Lompat ke konten Lompat ke sidebar Lompat ke footer

Menulis Ilmiah vs Menulis Bebas


Tahun 2015 lalu hashtag #Thedress menjadi viral dan menjadi trending topic dunia. Polemik mengenai warna baju yang diposting di akun Twitter. Terlepas dari penjelasan ilmiah terakhir bahwa perdebatan mengenai warna baju terkait dengan persepsi warna pada mata dan faktor usia. Perbedaan pendapat telanjur dihubungkan dengan otak kanan dan kiri.
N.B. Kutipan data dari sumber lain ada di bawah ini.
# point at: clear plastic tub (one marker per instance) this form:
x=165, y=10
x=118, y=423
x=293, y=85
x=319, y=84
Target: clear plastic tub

Lalu, apa relevansinya dengan menulis?  Sejak tiga minggu yang lalu saya ingin membahas soal judul di atas. Serasa ada ganjalan jika corat coret ini tidak saya eksekusi. Meski di akhir pekan asiknya menuliskan tema-tema yang lebih santai. Tapi tak ada yang melarang, kan.

Mempertentangkan antara menulis ilmiah dengan menulis bebas. Sekilas saya duga, menulis ilmiah pastilah identik dengan kerja-kerja otak kiri. Mengedepankan rasionalitas, menonjolkan IQ, logis, aritmatik, verbal, segmental, fokus, serial, linier, mencari perbedaan dan bergantung waktu.

Sebaliknya, menulis bebas merupakan kerja-kerja otak kanan. Bebas bertutur, tak terikat kaidah penulisan, merdeka mengalirkan kata-kata. Menulis bebas tentulah bisa dipersamakan dengan mengakomodasi emosional. Erat kaitannya dengan EQ, bersifat intuitif, spasial, visual, holistik, difus, paralel, lateral, mencari persamaan, dan tidak bergantung dengan waktu.

Membaca-baca lagi referensi tentang belahan otak, mengingatkan saya kembali bahwa kegiatan membaca dan menulis pun termasuk kerja-kerja otak kiri. Berarti logika sederhananya, jika menulis adalah kerja otak kiri, maka menulis ilmiah sangat otak kiri.


Sementara menurut Daniel Goleman, untuk meraih kesuksesan, kecerdasan emosional dua kali lebih menentukan. Tak cukup mengandalkan kecerdasan intelektual khas otak kiri.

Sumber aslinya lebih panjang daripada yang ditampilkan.